Several readings/viewing talked about how story is manipulation, and we had that theme emerge at the start of this course too. Some people try to turn this fact into a positive thing and others just see it as a description of action – we manipulate sound, scene cutting, evidence in order to tell a narrative biased by our own unconscious beliefs and passions. I am put in mind of Jonathan Worth’s idea of the Gravity of Storyteller – we carry a huge responsibility in the stories we chose to tell and the intentions we hold (not all of these conscious and most often contradictory) in the telling. 

Burns says his interest is always in complicating things! I would love that as an epitaph for my tombstone. I have lived a life of complication whilst seeking simplification. A good story he tells is one that offers up challenges to our preconceptions. This is a good recipe for learning and for developing as adults too – it is only in the friction between what we take as given and what reality offers up that we have the choice to look at our patterns. I found him inspirational and loved his conclusion that story serves a unique function in letting us know that ‘it is alright’; that all humans are just a bundle of contradictions desperately seeking to be rational. In talking about the Jackie Robinson issue he sums up a developmental truth of old. What to do if you are a racist in this situation?

You can quit baseball altogether, you can change teams or you can change 

Every time we encounter  a challenge to our preconceptions we have that same choice. I am moved by how experience can sum up years of academic writing about adult development. Humans have a choice to quit what challenges their view, to find contexts that reinforce them or to change those views in light of new information. 

I then moved to something the weekly announcement said was better than gold: Ebert on reading movies. Forgive my ignorance but I did not know who he was and I have never ‘read’ a movie. So I had to get with the programme. Like scales falling off my eyes or  like mum’s cataract operation! I really could spend the rest of my life catching up on reading all  the movies I have not read! So many links with my own work in cognitive psychology, but he found all the structuring metaphors through observation. In my work I make the distinction between the content and the structure of say language. Reading a movie is a great way to learn how to look beyond content to the structure of human communication. And so much more fun than reading dry academic research on cognitive linguistics. 
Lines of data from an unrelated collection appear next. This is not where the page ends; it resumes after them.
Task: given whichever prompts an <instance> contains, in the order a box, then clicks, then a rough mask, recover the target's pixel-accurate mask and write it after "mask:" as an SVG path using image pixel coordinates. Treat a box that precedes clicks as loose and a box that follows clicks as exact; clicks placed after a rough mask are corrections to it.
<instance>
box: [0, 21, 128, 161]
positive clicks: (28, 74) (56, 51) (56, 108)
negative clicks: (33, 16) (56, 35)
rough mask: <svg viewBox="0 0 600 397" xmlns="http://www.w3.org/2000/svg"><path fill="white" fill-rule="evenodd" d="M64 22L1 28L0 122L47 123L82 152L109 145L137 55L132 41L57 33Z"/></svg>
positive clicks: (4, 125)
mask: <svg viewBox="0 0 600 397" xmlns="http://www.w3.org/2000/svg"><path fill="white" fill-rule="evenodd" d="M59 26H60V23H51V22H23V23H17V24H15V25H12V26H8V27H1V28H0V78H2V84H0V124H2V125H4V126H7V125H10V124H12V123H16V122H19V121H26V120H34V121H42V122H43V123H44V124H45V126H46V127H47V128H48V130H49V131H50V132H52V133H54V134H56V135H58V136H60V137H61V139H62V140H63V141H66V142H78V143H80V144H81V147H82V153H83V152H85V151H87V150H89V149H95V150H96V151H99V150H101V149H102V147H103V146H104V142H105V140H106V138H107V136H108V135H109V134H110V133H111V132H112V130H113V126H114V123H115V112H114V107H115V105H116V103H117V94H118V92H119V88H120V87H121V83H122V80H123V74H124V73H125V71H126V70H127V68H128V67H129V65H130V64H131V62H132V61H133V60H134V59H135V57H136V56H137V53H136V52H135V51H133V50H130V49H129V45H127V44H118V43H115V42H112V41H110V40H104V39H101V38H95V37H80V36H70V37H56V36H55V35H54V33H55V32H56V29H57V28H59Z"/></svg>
I learnt about the art of editing as cutting in order to create and emotional reaction by connecting two shots together. I wanted to become an editor, it all seems so much fun and absorbing. I heard somebody say that writers have words and editors have frames. Wow! I can spend days just unpacking that and linking to my own work. The most useful film I saw was the Cutting Edge. I got tired of searching for parts of it on you tube and found the whole thing on Vimeo. This was helpful and an inspiring listen.

But I kept going back to THAT paragraph by Ebert and started to look for tutorial on shot types, techniques as I needed the basics before I could do my assignments. I found so many and even one that looked at a scene of the movie I had chosen. I just could not understand what all the abbreviations meant. So I had to backtrack even more. There are many Slideshare decks that show you each shot type with examples – so I went through many of those until I had the basics. It seemed that I needed to also commit the patterns for reading movies to memory and that paragraph seemed the key nugget. So, I created a little movie to help me learnt the elements of reading a movie.

This helped me get the scene analysis done and I did the video with no sound first and then the audio without video. I published with commenting facilities to see if other ‘DS016ers’ might add to what i did to get external voices to check my own understanding.

I watched my chosen scene so many times and yes, the magic paragraph was helpful to read it. The audio work we have done in the past weeks was also helpful in reading the audio of the scene. My post on exploring a great movie scene was fun to research and write. I am now set with the tools of the trade for movie weeks coming up and have done some basic editing I hope to improve in the next few weeks.